“I don’t?” He sat on the end of the bed and untied his shoes.
“Unless you want to, of course.” Every time she opened her mouth she seemed to make it worse.
“I went to the movies.”
“Oh.” She would have enjoyed going with him, but it was senseless to admit as much.
“To think,” he added.
“Oh.” Apparently her entire vocabulary had shrunk to words of one syllable.
He twisted around to look at her. “Aren’t you going to ask me what I was mulling over?”
“Do you want to tell me?” Clearly he did, or he wouldn’t have prompted the question.
“I was remembering our first Christmas in San Francisco and comparing it to this year…the last one we’re likely to spend together.”
“I went for a walk and couldn’t help wondering at what point we stopped being good to one another?”
“I wish I knew,” he mumbled. His right shoe landed with a clunk onto the floor, then his left. He undressed and pulled back the covers on his side of the bed and slipped inside.
Sharon continued to read, or pretend to read. Jerry lay on his back and stared at the ceiling.
“I had Chinese food for lunch.”
He’d never been fond of Chinese, but it was her favorite. She had to bite her tongue to keep from reminding him that he complained every time she suggested Szechuan. It used to be—when they lived in San Francisco—that he’d take her to Chinatown. It was such a rare occasion when they could afford a meal out, and Jerry loved to treat her to a dinner he knew she’d find special. She recalled that back then they could eat dinner for two for under five dollars. How times had changed!
“Funny how a dish of chow mein can bring back the memories,” Jerry added.
“We were happy then.” The lump in her throat felt as large as a grapefruit.
“Yeah,” Jerry agreed on a sad note.
Giving up the pretense of reading, Sharon removed her reading glasses, set them on the end table, and turned off the lamp. The room went dark. For the last several nights they’d slept side by side, each as close to the edge of the mattress as they could manage. They’d acted as though touching each other would be akin to pulling the plug on a hand grenade and tossing it into a crowd.
Sharon lay on her back now, too, staring blankly up at the ceiling.
“Remember our first real Christmas tree?” he asked unexpectedly.
“Of course.” Clay had been barely two, and Neal had been a year old. Two babies within two and a half years. Living on one income, they’d had no money for luxuries like tree ornaments.
“You strung popcorn and cranberries.”
Sharon laughed softly. “Which the boys promptly ate.”
“We ended up putting the tree inside the playpen, remember?”
She laughed again. “Neal was so excited to open a gift, he ran around it three times and then tore into it like a Tasmanian devil.”
Soon Jerry was laughing, too. “Remember the time Pamela stuffed a bead up her nose and we had to take her to the emergency room to get it out? That damn bead cost us a fortune.”

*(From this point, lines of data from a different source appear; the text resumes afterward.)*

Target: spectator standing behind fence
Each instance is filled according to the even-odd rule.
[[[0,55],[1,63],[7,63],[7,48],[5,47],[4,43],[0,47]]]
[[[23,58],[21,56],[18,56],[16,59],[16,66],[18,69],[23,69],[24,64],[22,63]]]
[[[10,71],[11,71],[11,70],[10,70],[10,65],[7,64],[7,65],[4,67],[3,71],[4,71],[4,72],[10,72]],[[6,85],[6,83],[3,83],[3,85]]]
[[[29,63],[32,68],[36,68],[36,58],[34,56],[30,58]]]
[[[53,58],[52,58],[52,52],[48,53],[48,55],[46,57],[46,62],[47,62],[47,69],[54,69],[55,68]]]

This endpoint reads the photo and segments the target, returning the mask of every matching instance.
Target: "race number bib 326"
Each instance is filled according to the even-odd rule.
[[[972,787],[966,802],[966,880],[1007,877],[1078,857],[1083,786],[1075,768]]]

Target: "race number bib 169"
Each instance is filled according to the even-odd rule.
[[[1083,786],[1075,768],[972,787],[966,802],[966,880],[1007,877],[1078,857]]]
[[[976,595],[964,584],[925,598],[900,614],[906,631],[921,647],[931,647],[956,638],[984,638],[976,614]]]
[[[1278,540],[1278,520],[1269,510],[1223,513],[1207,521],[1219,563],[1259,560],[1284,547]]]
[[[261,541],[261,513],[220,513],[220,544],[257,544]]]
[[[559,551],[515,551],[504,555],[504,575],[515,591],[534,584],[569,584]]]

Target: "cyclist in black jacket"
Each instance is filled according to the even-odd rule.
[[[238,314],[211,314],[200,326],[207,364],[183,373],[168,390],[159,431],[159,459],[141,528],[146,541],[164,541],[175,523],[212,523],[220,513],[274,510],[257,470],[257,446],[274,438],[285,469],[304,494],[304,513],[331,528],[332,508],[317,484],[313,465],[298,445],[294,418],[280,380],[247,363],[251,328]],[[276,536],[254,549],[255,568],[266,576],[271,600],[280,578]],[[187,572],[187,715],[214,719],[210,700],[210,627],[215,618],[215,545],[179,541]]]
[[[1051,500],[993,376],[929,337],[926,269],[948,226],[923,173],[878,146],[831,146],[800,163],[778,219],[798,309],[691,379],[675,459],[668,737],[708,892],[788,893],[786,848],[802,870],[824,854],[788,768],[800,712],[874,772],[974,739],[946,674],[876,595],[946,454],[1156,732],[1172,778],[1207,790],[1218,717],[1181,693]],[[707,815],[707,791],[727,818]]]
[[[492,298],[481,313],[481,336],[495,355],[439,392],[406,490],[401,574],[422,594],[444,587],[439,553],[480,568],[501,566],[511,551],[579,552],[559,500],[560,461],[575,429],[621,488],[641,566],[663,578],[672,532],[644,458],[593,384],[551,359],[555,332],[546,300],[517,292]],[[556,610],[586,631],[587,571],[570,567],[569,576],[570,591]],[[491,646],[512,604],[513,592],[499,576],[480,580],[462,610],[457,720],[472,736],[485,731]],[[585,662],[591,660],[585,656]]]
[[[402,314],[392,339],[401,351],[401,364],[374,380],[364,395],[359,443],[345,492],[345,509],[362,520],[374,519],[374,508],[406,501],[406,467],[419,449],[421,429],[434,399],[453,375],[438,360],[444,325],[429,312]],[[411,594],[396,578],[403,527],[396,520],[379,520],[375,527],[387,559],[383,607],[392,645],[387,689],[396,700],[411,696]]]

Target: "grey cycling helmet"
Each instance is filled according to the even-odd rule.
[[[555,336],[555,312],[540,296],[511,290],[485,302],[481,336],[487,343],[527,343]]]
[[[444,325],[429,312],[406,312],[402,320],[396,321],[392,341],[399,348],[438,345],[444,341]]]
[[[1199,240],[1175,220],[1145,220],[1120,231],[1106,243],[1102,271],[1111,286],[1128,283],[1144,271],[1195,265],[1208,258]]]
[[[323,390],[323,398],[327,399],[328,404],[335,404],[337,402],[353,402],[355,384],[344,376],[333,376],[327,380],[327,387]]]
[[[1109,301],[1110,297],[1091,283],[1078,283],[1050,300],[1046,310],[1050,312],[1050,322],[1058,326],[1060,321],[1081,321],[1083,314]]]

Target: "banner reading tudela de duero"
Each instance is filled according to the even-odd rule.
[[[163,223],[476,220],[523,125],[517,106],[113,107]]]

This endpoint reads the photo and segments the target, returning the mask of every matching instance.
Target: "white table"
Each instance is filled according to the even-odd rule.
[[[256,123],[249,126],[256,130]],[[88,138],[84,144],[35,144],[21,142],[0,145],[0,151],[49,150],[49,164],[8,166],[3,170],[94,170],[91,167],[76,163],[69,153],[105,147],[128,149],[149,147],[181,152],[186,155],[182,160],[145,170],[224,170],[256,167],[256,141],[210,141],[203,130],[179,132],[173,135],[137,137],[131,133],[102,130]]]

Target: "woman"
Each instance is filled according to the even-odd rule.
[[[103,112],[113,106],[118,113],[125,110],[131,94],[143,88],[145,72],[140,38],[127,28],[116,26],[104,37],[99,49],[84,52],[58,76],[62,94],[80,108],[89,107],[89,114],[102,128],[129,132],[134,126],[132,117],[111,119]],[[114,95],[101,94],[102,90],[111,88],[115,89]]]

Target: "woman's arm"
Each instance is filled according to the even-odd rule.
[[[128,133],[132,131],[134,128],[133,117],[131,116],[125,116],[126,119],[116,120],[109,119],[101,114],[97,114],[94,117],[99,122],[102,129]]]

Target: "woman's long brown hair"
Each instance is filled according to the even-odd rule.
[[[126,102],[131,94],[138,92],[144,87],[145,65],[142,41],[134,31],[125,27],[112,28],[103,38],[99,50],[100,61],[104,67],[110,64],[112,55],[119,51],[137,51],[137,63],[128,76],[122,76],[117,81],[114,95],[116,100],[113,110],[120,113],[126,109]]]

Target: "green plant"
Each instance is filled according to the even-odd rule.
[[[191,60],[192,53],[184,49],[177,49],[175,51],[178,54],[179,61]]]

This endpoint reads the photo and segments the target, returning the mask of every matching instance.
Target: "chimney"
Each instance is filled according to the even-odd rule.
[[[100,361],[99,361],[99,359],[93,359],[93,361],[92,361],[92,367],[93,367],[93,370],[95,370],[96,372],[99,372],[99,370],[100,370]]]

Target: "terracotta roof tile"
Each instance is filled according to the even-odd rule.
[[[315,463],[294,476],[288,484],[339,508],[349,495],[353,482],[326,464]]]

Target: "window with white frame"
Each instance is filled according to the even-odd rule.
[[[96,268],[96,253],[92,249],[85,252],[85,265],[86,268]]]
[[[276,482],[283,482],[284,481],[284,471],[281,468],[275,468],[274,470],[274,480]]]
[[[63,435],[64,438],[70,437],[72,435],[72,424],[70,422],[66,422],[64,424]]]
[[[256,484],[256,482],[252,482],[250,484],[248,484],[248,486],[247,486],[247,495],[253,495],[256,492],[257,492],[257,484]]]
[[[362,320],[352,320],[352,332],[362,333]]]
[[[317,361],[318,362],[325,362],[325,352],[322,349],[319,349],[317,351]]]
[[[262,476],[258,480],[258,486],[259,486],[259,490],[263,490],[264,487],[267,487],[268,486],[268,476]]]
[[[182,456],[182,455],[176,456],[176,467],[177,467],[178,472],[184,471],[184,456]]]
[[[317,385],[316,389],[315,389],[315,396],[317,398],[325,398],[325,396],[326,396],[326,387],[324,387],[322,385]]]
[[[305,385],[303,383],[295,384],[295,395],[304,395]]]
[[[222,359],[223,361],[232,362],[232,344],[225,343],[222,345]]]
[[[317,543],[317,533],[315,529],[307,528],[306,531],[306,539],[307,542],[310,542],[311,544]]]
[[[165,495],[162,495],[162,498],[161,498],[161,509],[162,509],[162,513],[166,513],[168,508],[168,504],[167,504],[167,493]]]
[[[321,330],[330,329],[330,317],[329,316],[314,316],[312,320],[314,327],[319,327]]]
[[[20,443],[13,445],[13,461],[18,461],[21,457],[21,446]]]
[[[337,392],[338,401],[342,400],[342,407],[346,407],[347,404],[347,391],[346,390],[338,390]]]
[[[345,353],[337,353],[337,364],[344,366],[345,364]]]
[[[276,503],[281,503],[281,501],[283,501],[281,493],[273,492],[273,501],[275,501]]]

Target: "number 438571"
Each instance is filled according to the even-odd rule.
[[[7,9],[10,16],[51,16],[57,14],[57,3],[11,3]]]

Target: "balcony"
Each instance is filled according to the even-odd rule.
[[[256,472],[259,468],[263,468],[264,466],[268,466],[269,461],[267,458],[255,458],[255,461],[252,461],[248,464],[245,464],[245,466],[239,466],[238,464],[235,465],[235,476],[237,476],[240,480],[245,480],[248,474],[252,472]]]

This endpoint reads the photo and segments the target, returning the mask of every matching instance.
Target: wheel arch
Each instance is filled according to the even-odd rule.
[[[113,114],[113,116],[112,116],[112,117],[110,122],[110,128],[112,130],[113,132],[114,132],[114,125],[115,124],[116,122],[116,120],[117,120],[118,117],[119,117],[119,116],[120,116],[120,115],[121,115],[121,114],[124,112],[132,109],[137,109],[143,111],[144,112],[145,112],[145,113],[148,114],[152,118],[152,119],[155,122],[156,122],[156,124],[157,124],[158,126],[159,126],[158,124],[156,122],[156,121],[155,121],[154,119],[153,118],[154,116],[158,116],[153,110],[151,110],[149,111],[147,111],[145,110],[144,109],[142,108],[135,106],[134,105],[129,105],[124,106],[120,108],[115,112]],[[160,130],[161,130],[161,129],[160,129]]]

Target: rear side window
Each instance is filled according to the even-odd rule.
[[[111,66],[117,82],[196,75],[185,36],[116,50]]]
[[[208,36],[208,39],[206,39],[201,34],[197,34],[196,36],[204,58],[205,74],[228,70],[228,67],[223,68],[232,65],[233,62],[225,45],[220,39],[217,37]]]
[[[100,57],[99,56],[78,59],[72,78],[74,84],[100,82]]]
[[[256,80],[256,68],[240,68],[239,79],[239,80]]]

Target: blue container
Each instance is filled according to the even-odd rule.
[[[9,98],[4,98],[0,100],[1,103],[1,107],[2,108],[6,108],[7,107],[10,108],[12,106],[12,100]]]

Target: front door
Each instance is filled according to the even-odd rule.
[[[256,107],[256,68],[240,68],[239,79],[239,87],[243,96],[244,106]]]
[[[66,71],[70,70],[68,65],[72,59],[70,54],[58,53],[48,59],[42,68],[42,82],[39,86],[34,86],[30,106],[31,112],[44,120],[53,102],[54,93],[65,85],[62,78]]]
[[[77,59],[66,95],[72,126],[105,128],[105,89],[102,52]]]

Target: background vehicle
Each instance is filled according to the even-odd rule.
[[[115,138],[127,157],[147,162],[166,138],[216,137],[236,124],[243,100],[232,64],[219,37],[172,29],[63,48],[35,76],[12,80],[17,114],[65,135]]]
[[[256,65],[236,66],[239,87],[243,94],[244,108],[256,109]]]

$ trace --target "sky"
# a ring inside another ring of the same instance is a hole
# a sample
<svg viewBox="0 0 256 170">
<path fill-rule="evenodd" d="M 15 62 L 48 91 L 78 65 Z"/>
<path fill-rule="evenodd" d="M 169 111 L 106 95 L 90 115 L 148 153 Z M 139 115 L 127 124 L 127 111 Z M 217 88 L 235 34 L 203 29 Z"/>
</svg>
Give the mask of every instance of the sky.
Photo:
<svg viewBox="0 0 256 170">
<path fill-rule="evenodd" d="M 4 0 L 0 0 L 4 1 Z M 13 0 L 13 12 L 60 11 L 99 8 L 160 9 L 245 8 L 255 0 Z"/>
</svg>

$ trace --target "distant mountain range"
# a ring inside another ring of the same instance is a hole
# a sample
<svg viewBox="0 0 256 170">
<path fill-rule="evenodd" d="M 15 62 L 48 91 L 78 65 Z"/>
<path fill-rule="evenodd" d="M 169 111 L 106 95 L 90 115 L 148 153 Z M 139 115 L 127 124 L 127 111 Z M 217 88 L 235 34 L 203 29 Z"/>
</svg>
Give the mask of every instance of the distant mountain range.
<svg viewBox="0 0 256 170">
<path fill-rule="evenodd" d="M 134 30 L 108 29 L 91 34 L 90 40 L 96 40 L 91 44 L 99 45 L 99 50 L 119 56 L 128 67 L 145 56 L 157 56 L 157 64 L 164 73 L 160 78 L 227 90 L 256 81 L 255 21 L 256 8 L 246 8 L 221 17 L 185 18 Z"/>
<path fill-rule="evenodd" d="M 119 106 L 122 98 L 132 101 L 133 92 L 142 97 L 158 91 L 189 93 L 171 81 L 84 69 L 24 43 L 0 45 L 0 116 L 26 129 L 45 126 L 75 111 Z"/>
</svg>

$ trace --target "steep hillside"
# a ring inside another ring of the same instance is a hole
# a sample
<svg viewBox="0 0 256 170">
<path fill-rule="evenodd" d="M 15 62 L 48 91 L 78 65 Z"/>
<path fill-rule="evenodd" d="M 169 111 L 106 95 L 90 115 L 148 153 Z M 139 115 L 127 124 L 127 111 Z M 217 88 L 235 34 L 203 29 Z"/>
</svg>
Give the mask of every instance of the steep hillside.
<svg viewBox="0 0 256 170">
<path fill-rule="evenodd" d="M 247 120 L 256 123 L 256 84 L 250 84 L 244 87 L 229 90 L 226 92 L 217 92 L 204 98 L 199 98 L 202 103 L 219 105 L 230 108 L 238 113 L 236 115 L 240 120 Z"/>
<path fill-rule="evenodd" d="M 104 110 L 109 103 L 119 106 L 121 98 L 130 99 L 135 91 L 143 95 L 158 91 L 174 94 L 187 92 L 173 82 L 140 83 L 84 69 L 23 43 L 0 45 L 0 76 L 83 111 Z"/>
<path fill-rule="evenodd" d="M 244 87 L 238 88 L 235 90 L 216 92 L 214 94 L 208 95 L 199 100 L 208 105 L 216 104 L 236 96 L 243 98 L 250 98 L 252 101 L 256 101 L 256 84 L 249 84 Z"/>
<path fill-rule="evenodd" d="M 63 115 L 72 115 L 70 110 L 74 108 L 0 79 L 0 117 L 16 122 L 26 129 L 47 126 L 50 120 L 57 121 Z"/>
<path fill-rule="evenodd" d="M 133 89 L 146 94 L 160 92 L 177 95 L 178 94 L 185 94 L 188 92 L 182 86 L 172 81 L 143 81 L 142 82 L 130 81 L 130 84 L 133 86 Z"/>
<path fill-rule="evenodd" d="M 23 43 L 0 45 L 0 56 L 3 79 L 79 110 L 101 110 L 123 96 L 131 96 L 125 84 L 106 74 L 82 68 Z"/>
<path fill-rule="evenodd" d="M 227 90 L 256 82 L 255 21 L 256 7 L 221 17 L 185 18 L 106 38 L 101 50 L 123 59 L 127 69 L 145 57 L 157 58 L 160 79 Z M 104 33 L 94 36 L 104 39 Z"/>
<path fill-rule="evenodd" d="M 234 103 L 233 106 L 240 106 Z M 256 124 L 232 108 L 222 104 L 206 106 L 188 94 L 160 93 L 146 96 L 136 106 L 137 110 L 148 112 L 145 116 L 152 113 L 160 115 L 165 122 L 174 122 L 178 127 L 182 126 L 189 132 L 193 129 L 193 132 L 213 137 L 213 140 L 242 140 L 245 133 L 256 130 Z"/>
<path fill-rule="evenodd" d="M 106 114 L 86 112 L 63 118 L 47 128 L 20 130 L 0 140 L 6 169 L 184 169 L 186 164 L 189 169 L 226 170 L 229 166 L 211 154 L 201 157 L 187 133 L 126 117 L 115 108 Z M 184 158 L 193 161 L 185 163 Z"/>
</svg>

“And ruined my favorite necklace.”
They were silent for a while, each caught up in the rich texture of their years together.
“Remember the time in church when some poor unsuspecting elderly woman sat down in the middle of a song?”
“And I was holding Clay on my hip and somehow he got hold of the woman’s wig and started shaking it like a dog with a dead rat.”
“You were mortified.”
“And you kept trying to put it back on the woman’s head, and her hands kept getting in the way.”
“Didn’t we change churches shortly after that?”
“I don’t remember, but I bet that woman did.”
Sharon started laughing, and soon the tears ran unrestrainedly down her cheeks. For the memory, true, but mingled in with the laughter was sadness and regret.
“Are you going to tell the boys?” Jerry asked a moment later.
“I thought we should do it together.”
“That would be best,” he agreed.
The silence was back, but neither of them rolled onto their sides as they had previous nights.
“We had some really great years.”
“Yes,” she whispered, and to her horror her voice cracked.
“Sharon?”
She didn’t answer, fearing she’d dissolve into tears if she did.
“Damn it, Sharon,” Jerry said, tossing aside the covers as if he couldn’t remove them fast enough. “I don’t want a divorce. I never did, but I was too damn proud to say so. Enough is enough. I’ve loved you all these years, and I’m not going to stop now.”